Most importantly, Heart Kids NZ gave her hope.
“Heart Kids NZ would remind me that even with what I was going through, there was hope for a bright future for Emily.”
In hospital Heart Kids NZ helped out with meals, they also provided a listening and supportive ear, and encouraged and enabled her to get out of her daughter’s room and take a break.
At home in Kumeu, the charity has checked in with phone calls and asked if she needed someone to come and see her at home.
Even though Emily is now three, Heart Kids NZ is still reaching out, and Chanel hopes Emily can attend a Heart Kids NZ camp and meet others who understand her when she is older.
Heart Kids NZ is running its annual street appeal on Friday, September 29, and Saturday, September 30 at Bunnings stores nationally.

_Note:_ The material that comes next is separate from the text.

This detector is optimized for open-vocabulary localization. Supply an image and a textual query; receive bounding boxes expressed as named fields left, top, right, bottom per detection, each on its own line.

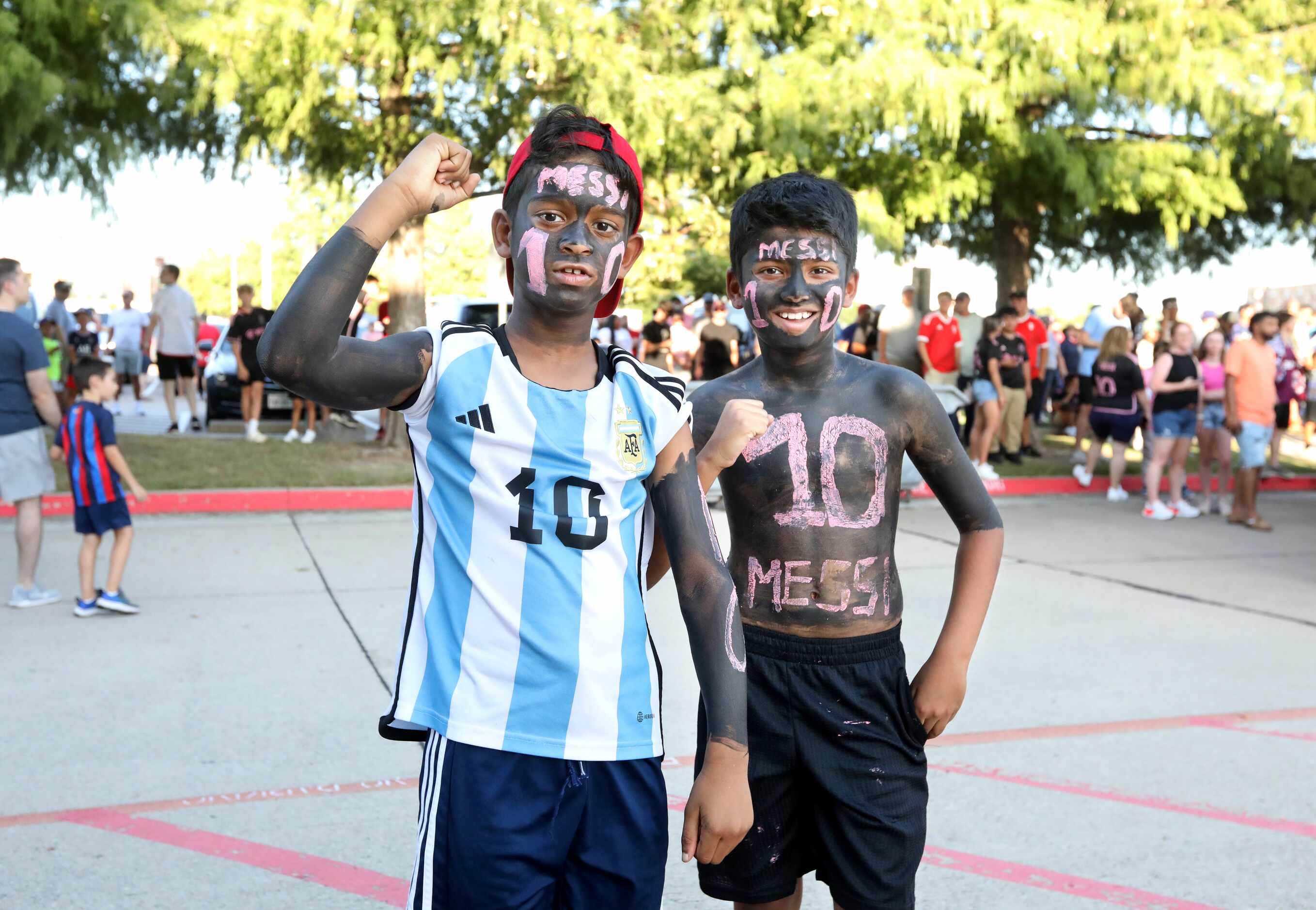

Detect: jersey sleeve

Look out for the heart heroes and make a donation.
Chief executive Dr Ruth Gorinski says families, such as the Slaters, turn to Heart Kids NZ at some of the most vulnerable and stressful times in their lives.
“The diagnosis of a childhood condition can be devastating for families who can be faced with separation, isolation, stress, financial hardship and loneliness.
“Often these precious children have more than one heart problem and need multiple surgeries.
Heart Kids NZ is there for every step of their heart journey from diagnosis to teenage years and into adulthood.
“As an organisation we receive no government funding and rely on the generosity of New Zealanders to provide our vital support.”
Every year in Aotearoa, more than 600 major heart surgeries and procedures are performed on children or babies, sometimes in their first few hours of life.
Heart Kids NZ has more than 10,000 members and is growing at 15% each year.
Heart Kids NZ has a team of dedicated family support taituarā across the country that support heart children, youth, adults and their whānau at Starship Hospital, Auckland City Hospital, local hospitals and at home.